Following are some of the problems you might encounter:

  • The DTD may depend on optional SGML features, such as SUBDOC, that aren't supported by your tools. This is a problem with the tool rather than the DTD, but the latter may need to change to accommodate the former.

  • Your tools may have resource problems related to the complexity of the documents; for example, an average document may need to nest elements to a depth of 100 levels (a fact that will need to be represented by the TAGLVL quantity in the SGML declaration, described in Section A.9.4, “Concrete Syntax”), but your tools can't handle this depth of nesting. Again, you may need to create a variant DTD that can be handled by your tools, if the tools' processing ability can't be changed.

  • Your tools may have difficulty querying on your document database to find relevant information because there is too little markup. This might be a problem in the DTD (or it might be a problem relating to authoring).

  • Your stylesheets don't have the ability to do all the kinds of formatting you want, without additional presentation-specific markup in the DTD to help them. This situation might call for a presentation DTD so that the reference DTD doesn't contain this markup.

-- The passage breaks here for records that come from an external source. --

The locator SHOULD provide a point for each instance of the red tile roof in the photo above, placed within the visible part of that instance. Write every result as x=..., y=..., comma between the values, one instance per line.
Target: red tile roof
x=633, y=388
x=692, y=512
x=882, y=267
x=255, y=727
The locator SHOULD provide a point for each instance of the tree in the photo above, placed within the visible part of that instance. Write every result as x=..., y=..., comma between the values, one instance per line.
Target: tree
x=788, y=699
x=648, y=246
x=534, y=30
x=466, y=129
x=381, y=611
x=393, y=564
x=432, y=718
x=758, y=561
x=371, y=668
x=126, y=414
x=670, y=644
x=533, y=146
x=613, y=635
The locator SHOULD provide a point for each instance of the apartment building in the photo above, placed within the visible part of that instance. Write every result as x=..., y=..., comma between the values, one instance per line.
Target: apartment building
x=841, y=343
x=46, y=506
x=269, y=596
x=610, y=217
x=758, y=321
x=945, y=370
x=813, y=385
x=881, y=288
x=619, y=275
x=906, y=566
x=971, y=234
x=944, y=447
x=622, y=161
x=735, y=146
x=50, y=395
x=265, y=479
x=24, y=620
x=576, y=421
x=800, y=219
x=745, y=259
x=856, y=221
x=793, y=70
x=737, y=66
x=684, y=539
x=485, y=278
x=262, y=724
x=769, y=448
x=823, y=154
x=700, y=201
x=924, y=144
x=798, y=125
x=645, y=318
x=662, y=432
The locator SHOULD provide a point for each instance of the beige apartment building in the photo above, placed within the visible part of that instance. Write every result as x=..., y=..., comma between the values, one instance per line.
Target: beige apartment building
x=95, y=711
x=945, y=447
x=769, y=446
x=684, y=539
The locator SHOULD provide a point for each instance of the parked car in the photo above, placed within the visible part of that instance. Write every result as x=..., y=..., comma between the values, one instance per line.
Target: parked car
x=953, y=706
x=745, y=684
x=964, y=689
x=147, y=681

11.4.2. Usability with People

Assuming that the testing discussed in Section 11.3.2, “Overly Broad Model” has found the markup model not to be too broad, it may still be the case that the DTD is difficult to use or that it makes the process of choosing markup too difficult. Either of these conditions will probably result in Tag Abuse by authors, and therefore, documents that are not marked up fully, accurately, or consistently. These results may be due to the DTD itself, to the interaction between the DTD and a particular authoring tool or environment, or to problems with the amount or quality of the DTD documentation (discussed in Chapter 12, Documentation) and training (discussed in Chapter 13, Training and Support).

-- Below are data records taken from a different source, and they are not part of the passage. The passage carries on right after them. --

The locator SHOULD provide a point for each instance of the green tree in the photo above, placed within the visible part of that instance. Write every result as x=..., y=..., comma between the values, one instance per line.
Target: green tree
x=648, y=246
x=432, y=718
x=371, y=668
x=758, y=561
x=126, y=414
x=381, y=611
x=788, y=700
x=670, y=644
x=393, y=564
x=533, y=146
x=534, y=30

The testing methods discussed in Section 11.3, “Validating the Markup Model”, code review and contextual inquiry, work equally well here.

Following are some of the problems you might encounter. In each case, you might respond either with changes to the authoring DTD or with changes or customizations to the authoring tools and environment, depending on your resources and preferences.

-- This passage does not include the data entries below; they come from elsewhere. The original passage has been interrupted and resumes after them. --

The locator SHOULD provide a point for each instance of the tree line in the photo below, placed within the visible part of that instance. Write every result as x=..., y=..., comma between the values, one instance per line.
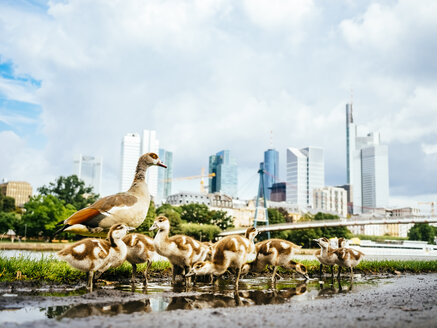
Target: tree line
x=60, y=199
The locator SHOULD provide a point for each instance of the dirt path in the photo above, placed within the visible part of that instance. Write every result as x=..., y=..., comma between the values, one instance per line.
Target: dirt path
x=405, y=301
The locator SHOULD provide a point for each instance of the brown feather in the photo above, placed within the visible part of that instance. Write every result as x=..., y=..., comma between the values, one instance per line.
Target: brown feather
x=107, y=203
x=82, y=216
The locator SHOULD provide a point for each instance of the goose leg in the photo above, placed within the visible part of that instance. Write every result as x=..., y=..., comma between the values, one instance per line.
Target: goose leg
x=90, y=280
x=173, y=274
x=134, y=272
x=146, y=272
x=238, y=278
x=274, y=275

  • The DTD may be very large, with too many choices of elements in various contexts for authors to handle well.

    Even in an SGML-aware authoring tool, the number of element choices in some contexts might be overwhelming. For example, a typical context that contains information units might allow thirty elements, with eight of them being different types of list. One solution might be to subset the DTD to just the portions that authors actually need. If subsetting doesn't help, ensuring that elements in the same class are grouped together when presented to an author can be useful. You might accomplish this in one of several ways:

    • Actually changing the generic identifiers in the authoring DTD so that elements will be presented alphabetically in the appropriate classes (list-bulleted and list-numbered instead of bulleted-list and numbered-list)

    • Aliasing” the elements in the authoring tool

    • Customizing the tool to produce a special dialog box that presents often-used elements first or presents the elements by class

    • Creating wrapper elements in the authoring DTD to present fewer choices to the author until a class is selected (adding a list element that contains one of the eight kinds of list)

    • Mapping special key presses or commands to actions that insert templates containing commonly used elements

  • The tags may be too long, or the element names too hard to type or read.

    Obviously, one solution is to change the element names. If there are reasons to keep the original names, however, there are other solutions. It may be possible to “alias” the names to better ones in the authoring environment, or minimization techniques can be used to reduce the amount of typing.

  • Some content models, which may be suitable for finished documents, may be too restrictive for use during the authoring process.

    If authors are continually frustrated by validation errors in their partial or draft documents, and the errors add nothing to their ability to produce high-quality documents, then the authoring DTD may need relaxed versions of the relevant content models.